The mechanism of myocardial injury after CEA is still unknown but possibly related to the high tissue factor (TF) activity. The TF is highly expressed in atherosclerotic plaques. Increased expression of TF in severe stenosed carotid arteries has been demonstrated to be associated with plaque destabilization, clinically evidenced by a history of previous ischemic symptoms. ¹¹ Blood-borne TF contributes to the marked procoagulant activity that has been related to the hypercoagulability state in patients with acute thrombotic events in the heart. ¹² Thus, patients with previous stroke or abnormal ST-segment changes might have higher TF activity, and more prone to have microemboli in coronary artery and myocardial injury. Further study should aim at the changes of TF activity related to CEA and its role in myocardial injury after CEA.

In our observation, patients with myocardial injury were likely to receive more vasoactive drugs support. Similar results have been reported in patients with abdominal aortic aneurysm. ¹³ Although the variations in blood pressure during the surgery were within the normal range, patients with myocardial injury had a lower diastolic pressure than patients with normal cTnI levels. This implied that cTnI positive patients had less oxygen supply for the heart than cTnI negative patients during the surgery, whereas the patients with higher stroke volume index in elevated cTnI group indicated greater work the heart did. Less oxygen supply and greater work may be the 2 important factors that may contribute to the minor thrombotic myocardial injury.

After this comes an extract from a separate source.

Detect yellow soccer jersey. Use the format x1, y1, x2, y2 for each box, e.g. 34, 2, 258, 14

Several analytical interfering factors are associated with falsely elevated cTnI results and may lead to misdiagnosis of acute myocardial infarction or acute coronary syndromes. ¹⁴ In this study, the clinician and the laboratorian who collected and processed the patient specimens are hospital qualified. Furthermore, quality control specimens were analyzed to avoid the interference of analyzer malfunction after instrument maintenance. All of above have made sure that the cTnI levels in the current study were true and reliable. The other limitation of the present study is small sample size. A total of 40 patients were included in the study, despite the efforts to ensure the inclusion of representative patients. The small sample size may lead to the bias of this study.

Conclusion

The current observational study shows that more than 40% of patients had ischemic myocardial injury when presented to CEA for sympotomatic severe carotid artery stenosis. Those patients with previous ischemic stroke and abnormal ST-segment changes should receive more attention to myocardial injury.